China's total mortgage loans stood at 38.6 trillion yuan ($5.29 trillion) at the end of June 2023, accounting for 17 percent of banks' total outstanding loans. (Source: NYtimes) |
Some Chinese state-owned banks will soon cut interest rates on existing mortgage loans, sources familiar with the matter said, as the government steps up efforts to revive the property sector and shore up a cooling economy.
The reduction could be as high as 20 basis points in some cases, according to the sources, who asked not to be identified because the information is private. If implemented, the extent of the reduction in existing mortgages would vary for different types of customers and in different cities.
The mortgage rate cut comes as the government has announced a number of measures to support property markets, the economy and other sectors in recent weeks, as concerns grow about the health of the world's second-largest economy.
Observers had expected banks to cut interest rates on existing mortgages after the People's Bank of China (PBoC, the central bank) said earlier this month it would instruct commercial banks to do so.
The PBoC's rate cut proposal comes after a wave of early mortgage repayments, aimed at reducing interest costs for home buyers and boosting consumption in a slowing economy.
China has been cutting new mortgage rates since last year to boost sales in its struggling property market. But the result so far has been households rushing to pay off existing mortgages, squeezing banks’ profits.

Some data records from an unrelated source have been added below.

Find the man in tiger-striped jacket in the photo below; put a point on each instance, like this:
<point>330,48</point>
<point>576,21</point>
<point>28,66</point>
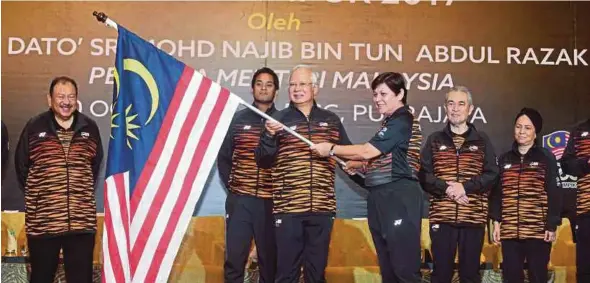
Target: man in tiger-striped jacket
<point>57,162</point>
<point>458,169</point>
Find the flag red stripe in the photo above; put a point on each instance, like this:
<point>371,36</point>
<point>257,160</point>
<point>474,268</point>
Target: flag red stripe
<point>164,188</point>
<point>194,169</point>
<point>156,152</point>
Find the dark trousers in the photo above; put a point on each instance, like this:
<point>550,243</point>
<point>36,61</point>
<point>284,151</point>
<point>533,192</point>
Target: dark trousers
<point>246,218</point>
<point>445,240</point>
<point>515,252</point>
<point>303,240</point>
<point>77,257</point>
<point>394,216</point>
<point>583,249</point>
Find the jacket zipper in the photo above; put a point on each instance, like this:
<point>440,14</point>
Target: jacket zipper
<point>310,166</point>
<point>457,180</point>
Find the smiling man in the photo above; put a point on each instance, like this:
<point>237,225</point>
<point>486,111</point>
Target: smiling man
<point>57,162</point>
<point>458,168</point>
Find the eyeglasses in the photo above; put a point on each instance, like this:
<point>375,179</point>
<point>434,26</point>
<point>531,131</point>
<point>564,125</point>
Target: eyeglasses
<point>300,85</point>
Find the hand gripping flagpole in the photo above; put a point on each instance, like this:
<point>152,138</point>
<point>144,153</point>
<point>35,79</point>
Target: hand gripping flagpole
<point>103,18</point>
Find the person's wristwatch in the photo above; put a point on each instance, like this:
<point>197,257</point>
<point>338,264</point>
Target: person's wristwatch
<point>331,153</point>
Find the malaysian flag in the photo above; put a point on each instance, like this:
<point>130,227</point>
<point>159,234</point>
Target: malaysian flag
<point>166,123</point>
<point>556,142</point>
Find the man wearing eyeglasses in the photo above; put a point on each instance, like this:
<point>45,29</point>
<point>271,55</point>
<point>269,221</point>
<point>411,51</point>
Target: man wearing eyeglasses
<point>304,202</point>
<point>458,168</point>
<point>248,206</point>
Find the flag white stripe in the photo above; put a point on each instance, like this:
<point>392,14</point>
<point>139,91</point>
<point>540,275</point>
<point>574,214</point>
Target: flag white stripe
<point>108,273</point>
<point>153,185</point>
<point>165,213</point>
<point>197,188</point>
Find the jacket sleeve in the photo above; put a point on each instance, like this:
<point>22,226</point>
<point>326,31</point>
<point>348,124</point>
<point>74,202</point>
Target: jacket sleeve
<point>5,150</point>
<point>224,158</point>
<point>483,183</point>
<point>554,194</point>
<point>21,158</point>
<point>570,163</point>
<point>97,162</point>
<point>344,140</point>
<point>430,183</point>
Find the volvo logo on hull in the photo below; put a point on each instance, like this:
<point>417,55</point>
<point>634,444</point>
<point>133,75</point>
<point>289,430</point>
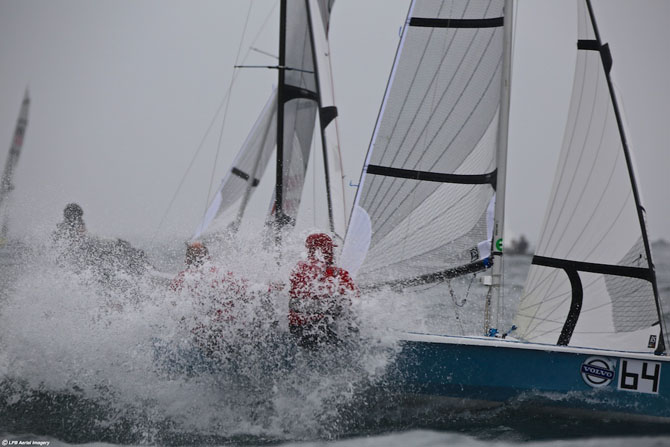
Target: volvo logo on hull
<point>598,372</point>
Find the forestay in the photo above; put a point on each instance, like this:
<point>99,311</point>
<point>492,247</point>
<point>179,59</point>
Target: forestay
<point>424,206</point>
<point>591,282</point>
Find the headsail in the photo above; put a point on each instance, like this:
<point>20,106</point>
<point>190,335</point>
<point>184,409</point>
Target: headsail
<point>428,183</point>
<point>288,121</point>
<point>298,99</point>
<point>6,184</point>
<point>250,163</point>
<point>592,282</point>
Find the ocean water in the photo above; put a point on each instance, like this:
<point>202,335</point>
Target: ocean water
<point>97,355</point>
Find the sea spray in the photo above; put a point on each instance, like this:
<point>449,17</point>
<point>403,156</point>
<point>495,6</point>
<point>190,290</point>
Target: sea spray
<point>82,347</point>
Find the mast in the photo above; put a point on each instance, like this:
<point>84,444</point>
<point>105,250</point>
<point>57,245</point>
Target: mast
<point>606,58</point>
<point>322,122</point>
<point>501,166</point>
<point>280,219</point>
<point>6,185</point>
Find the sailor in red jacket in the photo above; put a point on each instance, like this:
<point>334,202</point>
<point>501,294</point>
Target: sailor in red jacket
<point>320,294</point>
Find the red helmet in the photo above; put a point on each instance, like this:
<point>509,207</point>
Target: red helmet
<point>196,253</point>
<point>320,241</point>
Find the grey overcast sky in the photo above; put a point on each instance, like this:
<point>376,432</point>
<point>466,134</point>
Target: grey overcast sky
<point>123,91</point>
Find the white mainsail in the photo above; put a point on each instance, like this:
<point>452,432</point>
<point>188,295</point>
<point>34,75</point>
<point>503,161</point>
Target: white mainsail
<point>592,282</point>
<point>428,183</point>
<point>250,163</point>
<point>6,182</point>
<point>334,172</point>
<point>303,26</point>
<point>288,121</point>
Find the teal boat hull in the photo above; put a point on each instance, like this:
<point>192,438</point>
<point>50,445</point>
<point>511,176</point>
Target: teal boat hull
<point>492,371</point>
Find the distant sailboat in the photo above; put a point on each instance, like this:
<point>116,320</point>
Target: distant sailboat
<point>287,122</point>
<point>6,183</point>
<point>589,332</point>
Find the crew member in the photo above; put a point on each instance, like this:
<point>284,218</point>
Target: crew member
<point>72,228</point>
<point>320,294</point>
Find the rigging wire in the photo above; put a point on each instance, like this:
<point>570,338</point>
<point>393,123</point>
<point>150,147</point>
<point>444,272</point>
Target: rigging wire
<point>209,128</point>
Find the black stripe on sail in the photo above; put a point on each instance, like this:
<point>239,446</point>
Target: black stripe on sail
<point>428,278</point>
<point>456,23</point>
<point>475,179</point>
<point>243,175</point>
<point>589,267</point>
<point>604,50</point>
<point>293,92</point>
<point>572,269</point>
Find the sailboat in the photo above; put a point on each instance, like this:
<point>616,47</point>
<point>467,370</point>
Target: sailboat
<point>589,334</point>
<point>287,121</point>
<point>6,182</point>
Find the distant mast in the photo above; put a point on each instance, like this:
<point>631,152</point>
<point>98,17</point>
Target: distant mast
<point>6,185</point>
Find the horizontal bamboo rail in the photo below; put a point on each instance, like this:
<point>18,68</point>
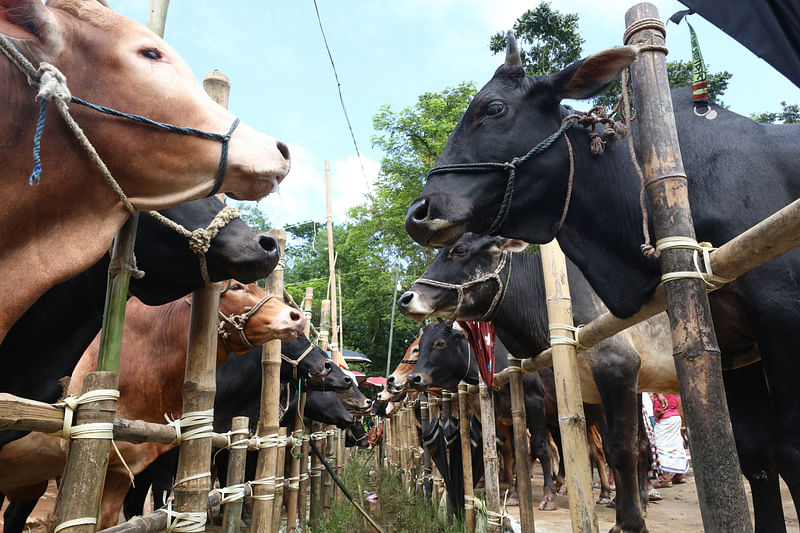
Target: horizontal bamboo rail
<point>770,238</point>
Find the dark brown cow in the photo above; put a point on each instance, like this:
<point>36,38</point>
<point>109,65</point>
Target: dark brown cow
<point>73,214</point>
<point>152,366</point>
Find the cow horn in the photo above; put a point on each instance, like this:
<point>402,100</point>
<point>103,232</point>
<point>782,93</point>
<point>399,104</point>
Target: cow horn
<point>512,51</point>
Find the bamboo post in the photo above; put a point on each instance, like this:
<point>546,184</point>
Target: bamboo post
<point>570,403</point>
<point>297,483</point>
<point>721,494</point>
<point>466,457</point>
<point>316,480</point>
<point>232,513</point>
<point>264,491</point>
<point>490,461</point>
<point>522,456</point>
<point>277,506</point>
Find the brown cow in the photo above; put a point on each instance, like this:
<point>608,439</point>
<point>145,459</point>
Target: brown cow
<point>73,214</point>
<point>152,366</point>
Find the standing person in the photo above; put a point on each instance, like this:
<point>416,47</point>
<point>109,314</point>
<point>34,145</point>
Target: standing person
<point>669,442</point>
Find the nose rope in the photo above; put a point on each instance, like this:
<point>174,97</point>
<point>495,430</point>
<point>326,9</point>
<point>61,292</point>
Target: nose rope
<point>296,362</point>
<point>459,288</point>
<point>508,166</point>
<point>240,321</point>
<point>200,239</point>
<point>52,85</point>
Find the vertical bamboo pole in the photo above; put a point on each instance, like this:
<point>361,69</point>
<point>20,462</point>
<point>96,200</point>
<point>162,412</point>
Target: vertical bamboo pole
<point>490,461</point>
<point>263,494</point>
<point>280,464</point>
<point>522,456</point>
<point>316,481</point>
<point>570,403</point>
<point>232,514</point>
<point>297,485</point>
<point>721,494</point>
<point>466,457</point>
<point>199,385</point>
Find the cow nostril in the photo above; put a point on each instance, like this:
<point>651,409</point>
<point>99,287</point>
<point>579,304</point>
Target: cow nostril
<point>419,211</point>
<point>284,150</point>
<point>267,242</point>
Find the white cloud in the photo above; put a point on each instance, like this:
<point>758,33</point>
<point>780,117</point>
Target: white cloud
<point>302,194</point>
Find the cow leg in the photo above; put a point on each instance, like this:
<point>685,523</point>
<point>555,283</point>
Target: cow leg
<point>750,415</point>
<point>540,448</point>
<point>615,368</point>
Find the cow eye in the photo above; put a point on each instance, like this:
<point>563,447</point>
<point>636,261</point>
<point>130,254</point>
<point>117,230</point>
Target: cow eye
<point>151,53</point>
<point>495,109</point>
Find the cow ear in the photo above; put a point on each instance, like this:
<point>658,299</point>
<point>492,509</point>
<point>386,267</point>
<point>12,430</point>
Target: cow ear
<point>592,75</point>
<point>24,19</point>
<point>513,245</point>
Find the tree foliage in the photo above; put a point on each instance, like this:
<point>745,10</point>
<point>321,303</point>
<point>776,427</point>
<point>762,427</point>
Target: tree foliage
<point>789,114</point>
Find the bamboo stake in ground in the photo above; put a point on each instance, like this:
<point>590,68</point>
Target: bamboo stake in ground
<point>490,463</point>
<point>466,457</point>
<point>570,403</point>
<point>232,512</point>
<point>522,456</point>
<point>721,494</point>
<point>264,491</point>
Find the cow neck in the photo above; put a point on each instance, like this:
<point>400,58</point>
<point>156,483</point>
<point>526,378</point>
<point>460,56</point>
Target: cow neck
<point>521,318</point>
<point>602,231</point>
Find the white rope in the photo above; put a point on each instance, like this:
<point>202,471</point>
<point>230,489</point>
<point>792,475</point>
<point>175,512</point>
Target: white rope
<point>712,281</point>
<point>189,522</point>
<point>76,522</point>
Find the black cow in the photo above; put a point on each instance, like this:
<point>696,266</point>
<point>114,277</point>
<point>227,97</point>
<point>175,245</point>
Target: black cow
<point>740,172</point>
<point>513,298</point>
<point>445,359</point>
<point>56,330</point>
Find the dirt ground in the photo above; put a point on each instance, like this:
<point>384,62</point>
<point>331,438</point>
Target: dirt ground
<point>678,512</point>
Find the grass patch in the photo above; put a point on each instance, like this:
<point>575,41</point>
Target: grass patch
<point>396,511</point>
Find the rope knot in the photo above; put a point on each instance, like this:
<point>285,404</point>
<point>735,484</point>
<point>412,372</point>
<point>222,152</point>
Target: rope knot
<point>52,84</point>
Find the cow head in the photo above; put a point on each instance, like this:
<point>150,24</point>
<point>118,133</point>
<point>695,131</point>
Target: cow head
<point>507,118</point>
<point>251,318</point>
<point>396,382</point>
<point>301,359</point>
<point>113,61</point>
<point>172,268</point>
<point>476,266</point>
<point>444,359</point>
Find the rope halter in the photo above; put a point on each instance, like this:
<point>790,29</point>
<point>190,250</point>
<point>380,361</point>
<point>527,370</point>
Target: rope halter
<point>295,362</point>
<point>460,287</point>
<point>239,322</point>
<point>200,239</point>
<point>508,166</point>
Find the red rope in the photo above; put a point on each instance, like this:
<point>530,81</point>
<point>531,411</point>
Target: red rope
<point>481,337</point>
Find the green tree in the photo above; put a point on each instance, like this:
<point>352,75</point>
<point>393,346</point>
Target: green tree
<point>548,39</point>
<point>789,114</point>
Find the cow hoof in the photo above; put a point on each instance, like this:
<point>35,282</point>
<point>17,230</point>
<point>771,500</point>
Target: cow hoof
<point>549,503</point>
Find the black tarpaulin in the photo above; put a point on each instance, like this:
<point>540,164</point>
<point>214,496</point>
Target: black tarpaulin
<point>768,28</point>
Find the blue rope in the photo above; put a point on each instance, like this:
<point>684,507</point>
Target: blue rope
<point>36,175</point>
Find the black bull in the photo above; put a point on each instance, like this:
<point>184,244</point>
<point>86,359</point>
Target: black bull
<point>740,172</point>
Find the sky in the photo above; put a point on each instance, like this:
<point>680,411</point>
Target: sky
<point>390,52</point>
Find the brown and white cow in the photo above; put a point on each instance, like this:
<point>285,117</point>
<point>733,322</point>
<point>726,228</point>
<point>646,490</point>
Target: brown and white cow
<point>59,228</point>
<point>152,365</point>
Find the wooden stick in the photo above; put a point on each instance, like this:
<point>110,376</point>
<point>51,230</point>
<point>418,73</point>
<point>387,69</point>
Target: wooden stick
<point>270,404</point>
<point>522,456</point>
<point>570,403</point>
<point>490,462</point>
<point>280,464</point>
<point>723,503</point>
<point>466,457</point>
<point>232,514</point>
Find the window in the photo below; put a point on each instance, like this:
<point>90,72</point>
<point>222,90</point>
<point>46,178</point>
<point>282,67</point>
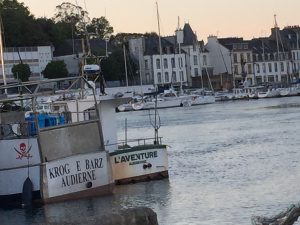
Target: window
<point>248,57</point>
<point>264,67</point>
<point>166,77</point>
<point>173,62</point>
<point>174,80</point>
<point>195,60</point>
<point>282,66</point>
<point>180,62</point>
<point>275,67</point>
<point>181,76</point>
<point>165,63</point>
<point>257,68</point>
<point>204,60</point>
<point>157,63</point>
<point>196,71</point>
<point>236,69</point>
<point>249,68</point>
<point>146,64</point>
<point>158,77</point>
<point>235,58</point>
<point>270,67</point>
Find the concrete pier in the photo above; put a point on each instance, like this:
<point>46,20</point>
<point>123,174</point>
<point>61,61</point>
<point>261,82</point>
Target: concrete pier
<point>133,216</point>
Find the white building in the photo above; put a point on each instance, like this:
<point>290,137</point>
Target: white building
<point>36,57</point>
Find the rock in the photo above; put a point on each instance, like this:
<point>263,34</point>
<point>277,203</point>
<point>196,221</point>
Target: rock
<point>286,217</point>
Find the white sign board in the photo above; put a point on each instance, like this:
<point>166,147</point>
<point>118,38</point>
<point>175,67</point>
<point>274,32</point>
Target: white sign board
<point>77,173</point>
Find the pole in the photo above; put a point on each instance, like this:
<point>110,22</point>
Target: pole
<point>2,58</point>
<point>160,48</point>
<point>140,70</point>
<point>125,63</point>
<point>125,131</point>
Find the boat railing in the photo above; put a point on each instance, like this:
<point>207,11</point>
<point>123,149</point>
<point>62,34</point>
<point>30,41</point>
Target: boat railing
<point>125,144</point>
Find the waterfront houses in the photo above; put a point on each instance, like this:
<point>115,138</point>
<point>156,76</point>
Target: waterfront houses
<point>37,57</point>
<point>223,63</point>
<point>181,60</point>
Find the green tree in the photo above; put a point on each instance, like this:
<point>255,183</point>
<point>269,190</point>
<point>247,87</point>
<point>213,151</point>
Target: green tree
<point>56,69</point>
<point>20,28</point>
<point>74,16</point>
<point>21,72</point>
<point>100,28</point>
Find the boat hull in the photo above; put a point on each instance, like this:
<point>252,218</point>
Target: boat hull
<point>141,163</point>
<point>19,160</point>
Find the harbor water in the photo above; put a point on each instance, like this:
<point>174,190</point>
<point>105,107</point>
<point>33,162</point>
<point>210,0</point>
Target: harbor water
<point>228,161</point>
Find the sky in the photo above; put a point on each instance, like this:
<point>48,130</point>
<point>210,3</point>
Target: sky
<point>222,18</point>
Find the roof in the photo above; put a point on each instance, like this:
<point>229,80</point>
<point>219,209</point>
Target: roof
<point>66,48</point>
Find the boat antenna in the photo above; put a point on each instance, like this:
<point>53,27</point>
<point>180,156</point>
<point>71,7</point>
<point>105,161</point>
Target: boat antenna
<point>156,124</point>
<point>2,55</point>
<point>159,41</point>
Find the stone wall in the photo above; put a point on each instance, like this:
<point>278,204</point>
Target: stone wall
<point>134,216</point>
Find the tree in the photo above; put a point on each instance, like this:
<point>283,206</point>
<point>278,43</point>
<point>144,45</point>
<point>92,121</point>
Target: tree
<point>20,28</point>
<point>73,15</point>
<point>21,72</point>
<point>56,69</point>
<point>100,28</point>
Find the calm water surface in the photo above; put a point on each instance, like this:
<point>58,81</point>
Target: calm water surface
<point>228,161</point>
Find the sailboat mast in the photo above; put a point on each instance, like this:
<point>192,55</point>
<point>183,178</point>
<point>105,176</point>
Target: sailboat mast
<point>2,57</point>
<point>276,32</point>
<point>159,40</point>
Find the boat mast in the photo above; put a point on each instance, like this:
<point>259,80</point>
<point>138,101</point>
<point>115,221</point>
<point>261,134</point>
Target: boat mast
<point>277,42</point>
<point>160,48</point>
<point>2,56</point>
<point>125,63</point>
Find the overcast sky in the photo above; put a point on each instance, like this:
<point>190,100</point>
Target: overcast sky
<point>224,18</point>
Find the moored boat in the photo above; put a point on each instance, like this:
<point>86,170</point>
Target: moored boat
<point>46,160</point>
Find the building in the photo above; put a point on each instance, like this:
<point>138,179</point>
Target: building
<point>37,57</point>
<point>176,61</point>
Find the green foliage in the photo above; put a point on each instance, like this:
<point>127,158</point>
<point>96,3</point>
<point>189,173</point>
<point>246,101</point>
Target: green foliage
<point>55,69</point>
<point>21,72</point>
<point>100,28</point>
<point>74,16</point>
<point>20,28</point>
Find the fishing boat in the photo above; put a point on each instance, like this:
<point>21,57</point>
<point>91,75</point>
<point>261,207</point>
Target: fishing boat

The current drop in mortgage rates is expected to put pressure on the banking sector’s net interest margin, a key measure of its profitability, which had already fallen to a record low at the end of the second quarter of 2023, official data showed.
China's total mortgage loans stood at 38.6 trillion yuan ($5.29 trillion) at the end of June 2023, accounting for 17 percent of banks' total outstanding loans.
Citigroup said in a recent note that the repricing of existing high-yield mortgages will add further pressure to Chinese banks' net interest margins, reducing their profitability and lending capacity.
To ease the impact on profits, China’s major state-owned banks will also cut interest rates on some fixed-term deposits, three sources said. The cuts will range from 10 to 25 basis points.
One of the sources said that cutting deposit rates could help banks maintain appropriate net interest margins.
Analysts said the Chinese government last week opted against a broad interest rate cut that would have further squeezed banks’ already shrinking net interest margins. Instead, Beijing delayed banks from cutting deposit rates and made room for cheap mortgages.